Zimbabwe: Satellite images shocking evidence
Zimbabwe: Satellite images provide shocking evidence of the obliteration of a community
Amnesty International today released the first-ever satellite images of the wholesale destruction of a large community in Zimbabwe -- providing the clearest possible evidence to date of the devastating impact of the Zimbabwean government's policy of house demolitions.
"These satellite images are irrefutable evidence -- if further evidence is even needed -- that the Zimbabwean government has obliterated entire communities -- completely erased them from the map, as if they never existed," said Kolawole Olaniyan, Director of Amnesty International's Africa programme.
The organization commissioned the satellite images to demonstrate the complete destruction of Porta Farm -- a large, informal settlement that was established 16 years ago and had schools, a children's centre and a mosque. The organization also released graphic video footage showing the forced evictions taking place prior to the demolitions.
"The images and footage are a graphic indictment of the Zimbabwean government's policies. They show the horrifying transition of an area from a vibrant community to rubble and shrubs -- in the space of just ten months," said Kolawole Olaniyan.
On 27 June 2005, approximately one month after the start of Operation Murambatsvina ("Restore Order"), police officers came to Porta Farm and distributed fliers telling residents to pack up their property and leave their homes. The police told the residents they would be back the following morning, giving them less than 24 hours to comply.
Early in the morning of 28 June, a convoy of vehicles and police descended on Porta Farm. The police were heavily armed.
Residents watched helplessly as bulldozers and police officers in riot gear reduced their homes to rubble. Police officers reportedly threatened the residents, saying anyone who resisted eviction would be beaten. The destruction of Porta Farm went on all day -- only ending when darkness fell. Thousands of people were forced to sleep outside in the rubble in mid-winter.
The next day, the police returned to continue with the demolitions. They also began to forcibly remove people on the back of trucks.
The Porta Farm evictions took place while the UN Special Envoy, Mrs. Anna Tibaijuka, was in Zimbabwe. On 29 June members of the Special Envoy’s team visited Porta Farm and witnessed demolitions and forced removal of people in police and government trucks. The subsequent report of the UN Special Envoy describes how the team was "shocked by the brutality" of what they witnessed. Local human rights monitors reported that during the chaos several deaths occurred, including those of two children.

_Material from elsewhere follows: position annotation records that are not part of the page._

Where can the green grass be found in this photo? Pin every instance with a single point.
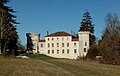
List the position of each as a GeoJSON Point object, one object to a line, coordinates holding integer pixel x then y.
{"type": "Point", "coordinates": [40, 65]}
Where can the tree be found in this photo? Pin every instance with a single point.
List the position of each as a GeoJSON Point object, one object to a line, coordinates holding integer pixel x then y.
{"type": "Point", "coordinates": [86, 25]}
{"type": "Point", "coordinates": [109, 46]}
{"type": "Point", "coordinates": [8, 33]}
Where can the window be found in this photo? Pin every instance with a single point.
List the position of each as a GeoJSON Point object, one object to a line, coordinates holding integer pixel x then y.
{"type": "Point", "coordinates": [75, 50]}
{"type": "Point", "coordinates": [52, 51]}
{"type": "Point", "coordinates": [62, 44]}
{"type": "Point", "coordinates": [48, 45]}
{"type": "Point", "coordinates": [57, 44]}
{"type": "Point", "coordinates": [41, 45]}
{"type": "Point", "coordinates": [62, 39]}
{"type": "Point", "coordinates": [85, 50]}
{"type": "Point", "coordinates": [67, 51]}
{"type": "Point", "coordinates": [75, 44]}
{"type": "Point", "coordinates": [52, 44]}
{"type": "Point", "coordinates": [67, 38]}
{"type": "Point", "coordinates": [67, 44]}
{"type": "Point", "coordinates": [52, 39]}
{"type": "Point", "coordinates": [48, 51]}
{"type": "Point", "coordinates": [62, 51]}
{"type": "Point", "coordinates": [57, 51]}
{"type": "Point", "coordinates": [48, 39]}
{"type": "Point", "coordinates": [85, 43]}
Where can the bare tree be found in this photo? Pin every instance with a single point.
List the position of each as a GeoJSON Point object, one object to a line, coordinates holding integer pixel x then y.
{"type": "Point", "coordinates": [109, 45]}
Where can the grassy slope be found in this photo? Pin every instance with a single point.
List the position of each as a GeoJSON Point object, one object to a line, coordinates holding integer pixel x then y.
{"type": "Point", "coordinates": [29, 67]}
{"type": "Point", "coordinates": [46, 66]}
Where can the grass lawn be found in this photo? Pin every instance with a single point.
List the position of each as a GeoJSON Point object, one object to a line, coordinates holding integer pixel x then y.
{"type": "Point", "coordinates": [39, 65]}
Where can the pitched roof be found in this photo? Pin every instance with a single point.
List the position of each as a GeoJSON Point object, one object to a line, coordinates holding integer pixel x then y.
{"type": "Point", "coordinates": [41, 40]}
{"type": "Point", "coordinates": [59, 34]}
{"type": "Point", "coordinates": [75, 39]}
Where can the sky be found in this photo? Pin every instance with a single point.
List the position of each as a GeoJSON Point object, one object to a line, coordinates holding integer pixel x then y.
{"type": "Point", "coordinates": [40, 16]}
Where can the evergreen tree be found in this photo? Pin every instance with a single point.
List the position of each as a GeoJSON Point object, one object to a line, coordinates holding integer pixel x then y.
{"type": "Point", "coordinates": [8, 33]}
{"type": "Point", "coordinates": [86, 25]}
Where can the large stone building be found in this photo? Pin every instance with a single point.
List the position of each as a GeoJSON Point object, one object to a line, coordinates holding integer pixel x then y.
{"type": "Point", "coordinates": [63, 45]}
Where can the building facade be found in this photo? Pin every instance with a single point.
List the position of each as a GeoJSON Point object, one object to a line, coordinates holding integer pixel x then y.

In May 2005 the government of Zimbabwe embarked on Operation Murambatsvina (Restore Order), a programme of mass forced evictions and the demolition of homes and informal businesses. The operation, which was carried out in winter and against a backdrop of severe food shortages, targeted poor urban and peri-urban areas countrywide.
In a critical report released on 22 July 2005 the United Nations (UN) estimated that in the space of approximately six weeks some 700,000 people lost their homes, their livelihoods, or both.
The communities affected by Operation Murambatsvina were amongst the poorest and most vulnerable in Zimbabwe. In several cases, such as Porta Farm, they had been the victims of previous forced evictions carried out by the authorities. They were given almost no notice before their homes were demolished and no alternative accommodation was provided. The government stated publicly that the evictees should go back to the rural areas.
The satellite images released by Amnesty International were analysed by the American Association for the Advancement of Science, with funding from the MacArthur Foundation in the US.